April 13th, 2009 12:25 PM by Lehel Szucs
Monday's bond market has opened in positive territory following early stock losses that are in part due to concern about a possible bankruptcy filing by GM. The Dow is currently down 85 points while the Nasdaq has lost 15 points. The bond market is currently up 18/32, which will likely improve this morning's mortgage by approximately .125 of a discount point.
This week brings us the release of seven relevant economic reports for the bond market to digest. We are also heading into corporate earnings season, which could lead to fluctuations in the stock markets. If earnings come in lighter than estimates, the stock markets may fall, leading to an influx of funds into bonds. But, if earnings and forecasts are strong, the major stock indexes may rally, pulling funds from bonds and leading to higher mortgage rates.

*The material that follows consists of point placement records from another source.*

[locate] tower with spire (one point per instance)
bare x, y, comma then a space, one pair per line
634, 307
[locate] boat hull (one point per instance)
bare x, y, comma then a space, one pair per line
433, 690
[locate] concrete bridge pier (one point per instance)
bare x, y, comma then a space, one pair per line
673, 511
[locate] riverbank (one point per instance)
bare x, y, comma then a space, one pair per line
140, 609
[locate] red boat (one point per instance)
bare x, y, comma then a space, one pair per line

There is no relevant economic news scheduled for release today. The first important report comes early tomorrow morning when the Commerce Department will release March's Retail Sales data. This piece of data gives us a measurement of consumer spending, which is very important because consumer spending makes up two-thirds of the U.S. economy. Current forecasts call for a 0.3% increase in sales last month. If we see a larger increase in spending, the bond market will probably fall and mortgage rates will rise. However, a weaker than expected reading could push bond prices higher and mortgage rates lower tomorrow.
The Labor Department will post March's Producer Price Index (PPI) early tomorrow morning also, giving us an important measurement of inflationary pressures at the producer level of the economy. There are two portions of the report that analysts watch- the overall reading and the core data reading. The core data is more important to market participants because it excludes more volatile food and energy prices. If it shows rapidly rising prices, inflation fears may hurt bond prices, leading to higher mortgage rates tomorrow morning. However, a small increase, or better yet a decline in prices, would be good news for the bond market and mortgage rates. Current forecasts are calling for no change in the overall reading and a 0.1% rise in the core data.
Overall, look for the most movement in rates the middle part of the week. The Retail Sales, PPI and CPI reports are the biggest names on the agenda. Any of the three can cause significant movement in the markets and mortgage rates. It appears that we have a very active week ahead of us so please proceed cautiously if still floating an interest rate.
If I were considering financing/refinancing a home, I would.... Lock if my closing was taking place within 7 days... Float if my closing was taking place between 8 and 20 days... Float if my closing was taking place between 21 and 60 days... Float if my closing was taking place over 60 days from now... This is only my opinion of what I would do if I were financing a home. It is only an opinion and cannot be guaranteed to be in the best interest of all/any other borrowers.